Solving problems in food security and nutrition evidence

The problem

There is a staggering amount of evidence on food security and nutrition in low- and middle-income countries. 

Often, food security and nutrition evidence is misaligned with stakeholder priorities, difficult to comprehend, or not user-friendly

A solution

Evidence brokers are intermediaries or translators between decision-makers and researchers. 

They produce or synthesize existing evidence aligned with stakeholder priorities in a comprehensible and user-friendly manner.


I believe in using the most rigorous possible methods to answer decision-relevant questions through a collaborative approach to research.


Consulting services to help clients achieve this vision, including:

 portfolio reviews, strategy analysis, impact evaluations, evidence synthesis and translation, theory of change and logical frameworks, and data analysis.

Most rigorous: The most rigorous approach is the one that provides the answer with the least amount of uncertainty and most precision. Often, it requires advanced research techniques, which need to be translated into clear findings and conclusions. 

Possible: The most rigorous approach is not the best approach if it is not feasible. Some information, even imperfect, is better than none. I believe in practicality with an appreciation of limitations. I function within the real-world data constraints of my clients, and make sure to clearly communicate what can and cannot be concluded from each piece of research. 

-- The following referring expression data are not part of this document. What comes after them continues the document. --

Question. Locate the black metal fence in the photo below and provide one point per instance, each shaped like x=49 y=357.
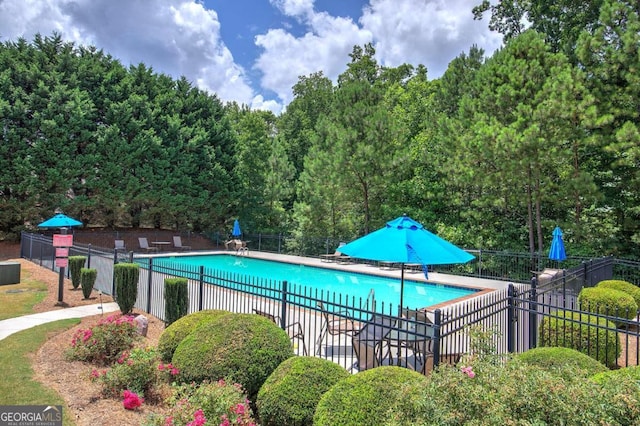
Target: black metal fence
x=360 y=334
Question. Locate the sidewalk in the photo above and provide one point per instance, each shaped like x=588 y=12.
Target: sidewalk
x=13 y=325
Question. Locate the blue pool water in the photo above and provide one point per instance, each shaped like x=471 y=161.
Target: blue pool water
x=416 y=294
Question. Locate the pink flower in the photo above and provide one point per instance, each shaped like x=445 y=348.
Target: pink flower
x=131 y=400
x=468 y=371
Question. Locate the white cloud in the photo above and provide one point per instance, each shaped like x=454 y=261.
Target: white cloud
x=428 y=32
x=325 y=47
x=175 y=37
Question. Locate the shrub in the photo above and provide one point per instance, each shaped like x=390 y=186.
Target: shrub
x=366 y=398
x=76 y=263
x=104 y=342
x=607 y=301
x=126 y=276
x=211 y=402
x=512 y=393
x=87 y=280
x=173 y=334
x=291 y=393
x=139 y=371
x=555 y=360
x=244 y=348
x=585 y=333
x=624 y=286
x=176 y=299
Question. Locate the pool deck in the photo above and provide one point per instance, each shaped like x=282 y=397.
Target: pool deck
x=339 y=348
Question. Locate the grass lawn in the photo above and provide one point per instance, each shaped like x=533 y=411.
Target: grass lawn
x=17 y=386
x=18 y=299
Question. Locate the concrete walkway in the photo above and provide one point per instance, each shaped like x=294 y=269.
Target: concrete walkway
x=13 y=325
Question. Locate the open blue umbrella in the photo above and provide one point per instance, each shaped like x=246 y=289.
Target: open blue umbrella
x=403 y=240
x=59 y=221
x=557 y=251
x=236 y=229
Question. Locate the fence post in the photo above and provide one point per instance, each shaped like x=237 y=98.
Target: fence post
x=283 y=312
x=201 y=288
x=149 y=283
x=437 y=321
x=511 y=319
x=533 y=314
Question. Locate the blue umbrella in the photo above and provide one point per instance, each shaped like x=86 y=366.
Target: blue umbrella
x=59 y=221
x=557 y=251
x=236 y=229
x=403 y=240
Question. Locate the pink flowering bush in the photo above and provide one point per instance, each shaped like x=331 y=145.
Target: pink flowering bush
x=140 y=371
x=131 y=400
x=104 y=342
x=217 y=403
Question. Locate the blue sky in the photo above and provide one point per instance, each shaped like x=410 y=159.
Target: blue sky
x=253 y=51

Decision-relevant questions: In this context, these are evidence-oriented questions clients need answered to make programming decisions. Not all questions need to be answered, so I work with clients to identify the information they need.

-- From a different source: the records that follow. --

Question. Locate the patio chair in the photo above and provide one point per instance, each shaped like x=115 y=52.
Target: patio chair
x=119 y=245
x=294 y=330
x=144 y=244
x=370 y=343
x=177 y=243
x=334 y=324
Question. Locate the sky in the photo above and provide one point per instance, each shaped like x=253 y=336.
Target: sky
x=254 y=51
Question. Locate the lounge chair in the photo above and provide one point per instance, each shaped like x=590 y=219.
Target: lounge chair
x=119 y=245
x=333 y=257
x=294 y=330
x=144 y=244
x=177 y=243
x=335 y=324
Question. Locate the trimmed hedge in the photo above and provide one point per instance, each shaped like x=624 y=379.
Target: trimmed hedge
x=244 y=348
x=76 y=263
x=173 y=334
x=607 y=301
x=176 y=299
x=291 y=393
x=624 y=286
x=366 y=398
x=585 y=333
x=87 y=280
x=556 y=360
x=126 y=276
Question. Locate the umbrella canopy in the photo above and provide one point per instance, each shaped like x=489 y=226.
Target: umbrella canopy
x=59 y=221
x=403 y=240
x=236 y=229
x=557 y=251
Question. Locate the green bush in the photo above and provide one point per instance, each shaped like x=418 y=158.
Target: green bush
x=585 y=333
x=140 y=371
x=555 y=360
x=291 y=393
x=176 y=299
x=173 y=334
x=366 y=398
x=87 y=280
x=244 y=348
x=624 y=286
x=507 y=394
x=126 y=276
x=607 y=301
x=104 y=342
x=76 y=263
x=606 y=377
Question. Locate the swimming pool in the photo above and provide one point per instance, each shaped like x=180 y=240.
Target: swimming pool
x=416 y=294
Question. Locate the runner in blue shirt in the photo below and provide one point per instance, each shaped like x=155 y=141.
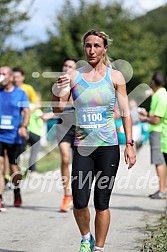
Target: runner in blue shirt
x=14 y=117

Collaborative approach: Determining the most rigorous possible approach to answering decision-relevant questions requires collaboration. An external person can identify information needed to answer a question, but they cannot know the right question or practical limitations without input.

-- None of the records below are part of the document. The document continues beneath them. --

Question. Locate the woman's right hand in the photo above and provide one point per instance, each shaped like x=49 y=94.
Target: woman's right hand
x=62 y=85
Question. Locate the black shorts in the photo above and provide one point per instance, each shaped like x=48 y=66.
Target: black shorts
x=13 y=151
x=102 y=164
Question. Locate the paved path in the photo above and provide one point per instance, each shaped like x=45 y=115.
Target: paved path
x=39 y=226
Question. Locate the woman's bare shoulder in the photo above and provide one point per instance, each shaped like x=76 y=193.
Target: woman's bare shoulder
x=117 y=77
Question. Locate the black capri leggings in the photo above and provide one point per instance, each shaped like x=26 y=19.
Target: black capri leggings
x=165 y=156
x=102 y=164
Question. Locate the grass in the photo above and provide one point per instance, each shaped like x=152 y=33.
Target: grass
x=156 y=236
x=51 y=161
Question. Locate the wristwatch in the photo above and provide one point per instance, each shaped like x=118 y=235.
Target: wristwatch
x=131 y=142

Outreach and communication

Research dissemination does not need to be limited to research and policy circles. We are all part of a global community, either through our heritage, our travels, or simply the food we eat. Learning about nutrition challenges and solutions can inform healthier dietary choices, foster empathy, build support for policies and initiatives that address global nutrition challenges, and inspire action towards a more equitable and healthier world by the general public. For researchers, engaging with the public can enhance the relevance and impact of research work, opening new avenues for collaboration, funding, and the application of research findings in real-world settings. FSE's explainer videos and the webinars we participate in are tools for effectively communicating research, and why it matters, to stakeholders outside the traditional research ecosystem.